Börü, "Şehit Salih Aruri'nin alt yapısını oluşturduğu ve Lübnan Cemaati İslami lideri ile Hizbullah liderinin bir araya geldiği görüşmeleri önemsiyoruz ve destekliyoruz. Halen mavi hat üzerinde yoğunlaşan ve Lübnan için topyekûn bir savaşın habercisi olan çatışmalarda, Fecr Kuvvetlerinin de Hizbullah ile birlikte siyonist rejimi vurmasını sabırsızlıkla bekliyoruz." ifadelerini kullandı.
"İslam ülkeleri liderlerini ve halklarını emperyalistlerin fitne ve kaos planlarına karşı uyanık olmaya çağırıyoruz" ifadeleriyle konuşmasını sürdüren Börü, Türkiye ve Suriye'de ırkçılık üzerinden provoke edilen kalkışmalara karşı tüm Müslümanları, aklı selime ve sağduyuya davet etderek Müslümanın Müslümana kanının, malının ve namusunun haram olduğunu hatırlattı.
"GAZZE, İNSANLIK ERDEMİNİ VE ERDEMSİZLİĞİ BİRBİRİNDEN AYIRMIŞTIR"
siyonist emperyalistlerin tuzaklarına karşı yapılması gerekenleri sıralayan Börü, "İlk kıblemiz Mescid-i Aksa ve tarih boyunca tevhid mücadelesinin merkezi olan Kudüs davası etrafında birleşmektir. Yapılması gereken, sabrın, kararlılığın ve imanın şehri Gazze'deki on binlerce şehidin kutlu mirasına sahip çıkmaktır. Zira Balat-ı Şüheda'ya dönen Gazze, Ümmetin varoluşsal krizleri zemininde bir mihenk taşı gibi Müslümanların kalitesini ortaya koymuştur. Gazze, insanlık erdemini ve erdemsizliği birbirinden ayırmış; Müslümanları ve Müslüman gibi görünenleri de net bir şekilde afişe etmiştir." şeklinde konuştu.
Gazze'deki mücadelenin hak-batıl, iman-küfür, tevhit-şirk mücadelesi olduğunu kaydeden Börü, "Bu savaşta gri alan yoktur. Ak ve kara birbirinden net bir şekilde ayrılmıştır. Dolayısıyla bu savaş; tarafsız kalınacak, sesiz kalınacak, oturup seyredilecek bir savaş değildir.
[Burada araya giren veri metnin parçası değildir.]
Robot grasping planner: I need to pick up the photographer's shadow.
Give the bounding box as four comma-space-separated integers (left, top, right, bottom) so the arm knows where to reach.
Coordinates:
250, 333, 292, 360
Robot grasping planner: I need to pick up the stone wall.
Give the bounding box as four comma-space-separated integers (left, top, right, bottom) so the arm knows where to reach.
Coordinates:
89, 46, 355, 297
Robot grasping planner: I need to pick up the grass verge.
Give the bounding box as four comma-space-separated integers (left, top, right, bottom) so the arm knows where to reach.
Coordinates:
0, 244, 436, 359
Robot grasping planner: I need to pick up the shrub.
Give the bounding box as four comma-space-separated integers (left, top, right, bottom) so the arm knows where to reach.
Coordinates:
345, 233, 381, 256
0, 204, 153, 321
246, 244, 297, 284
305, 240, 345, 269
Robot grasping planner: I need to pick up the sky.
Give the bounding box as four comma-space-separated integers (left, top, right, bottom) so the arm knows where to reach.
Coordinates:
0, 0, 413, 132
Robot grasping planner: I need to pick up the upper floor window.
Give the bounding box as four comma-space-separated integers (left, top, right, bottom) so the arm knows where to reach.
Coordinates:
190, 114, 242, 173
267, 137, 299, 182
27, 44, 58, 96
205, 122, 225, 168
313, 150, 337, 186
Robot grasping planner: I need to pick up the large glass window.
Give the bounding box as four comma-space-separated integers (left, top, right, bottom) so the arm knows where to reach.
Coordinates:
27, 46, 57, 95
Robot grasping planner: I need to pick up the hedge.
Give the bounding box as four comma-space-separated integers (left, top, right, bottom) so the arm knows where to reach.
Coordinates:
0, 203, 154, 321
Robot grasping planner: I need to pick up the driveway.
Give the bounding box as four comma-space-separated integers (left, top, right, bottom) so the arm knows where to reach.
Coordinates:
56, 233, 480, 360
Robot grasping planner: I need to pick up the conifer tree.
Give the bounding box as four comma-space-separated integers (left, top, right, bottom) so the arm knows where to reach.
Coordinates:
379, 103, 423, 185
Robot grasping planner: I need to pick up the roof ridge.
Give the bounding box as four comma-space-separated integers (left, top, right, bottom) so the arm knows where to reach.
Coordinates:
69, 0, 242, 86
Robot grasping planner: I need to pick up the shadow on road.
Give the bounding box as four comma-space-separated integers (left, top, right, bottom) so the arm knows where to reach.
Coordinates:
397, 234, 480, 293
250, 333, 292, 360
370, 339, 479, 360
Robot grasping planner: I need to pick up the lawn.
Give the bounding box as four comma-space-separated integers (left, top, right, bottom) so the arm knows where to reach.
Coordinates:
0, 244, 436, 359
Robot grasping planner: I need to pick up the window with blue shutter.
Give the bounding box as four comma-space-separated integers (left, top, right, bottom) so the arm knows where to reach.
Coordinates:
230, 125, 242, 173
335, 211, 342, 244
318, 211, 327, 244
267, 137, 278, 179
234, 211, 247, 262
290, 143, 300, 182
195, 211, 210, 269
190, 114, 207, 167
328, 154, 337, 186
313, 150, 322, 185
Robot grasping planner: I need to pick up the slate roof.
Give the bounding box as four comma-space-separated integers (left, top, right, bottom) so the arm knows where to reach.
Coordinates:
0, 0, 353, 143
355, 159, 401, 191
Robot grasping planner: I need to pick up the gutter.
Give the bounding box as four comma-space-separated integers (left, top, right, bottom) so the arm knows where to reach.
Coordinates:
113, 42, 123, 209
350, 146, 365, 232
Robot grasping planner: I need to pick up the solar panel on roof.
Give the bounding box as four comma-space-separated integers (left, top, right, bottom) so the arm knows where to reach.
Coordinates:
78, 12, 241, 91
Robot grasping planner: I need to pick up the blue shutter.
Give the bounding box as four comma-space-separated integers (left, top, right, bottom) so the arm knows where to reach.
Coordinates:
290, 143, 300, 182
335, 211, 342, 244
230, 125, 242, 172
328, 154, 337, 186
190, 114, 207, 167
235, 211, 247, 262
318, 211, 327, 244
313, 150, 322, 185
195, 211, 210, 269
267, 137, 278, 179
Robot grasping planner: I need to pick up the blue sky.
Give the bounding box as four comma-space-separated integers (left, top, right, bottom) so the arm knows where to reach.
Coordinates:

Bu savaş, siyasi konjonktüre kurban edilecek bir savaş hiç değildir. Bu savaş, ırksal ve mezhebi teamüllerin çıkmazlarından kurtulmayı, her Müslüman devlet, toplum, cemaat ve ferde mecbur kılmış, 'Toptan Allah'ın ipine sarılın!' emrini, kurtuluş reçetesi olarak önümüze koymuştur. Gazze'de 9 aydan bu yana zulüm ve katliamlar devam ederken mücadelenin sonunda Allah'ın izniyle direnenler ve direnişe destek verenler kazanacaktır." diye belirtti.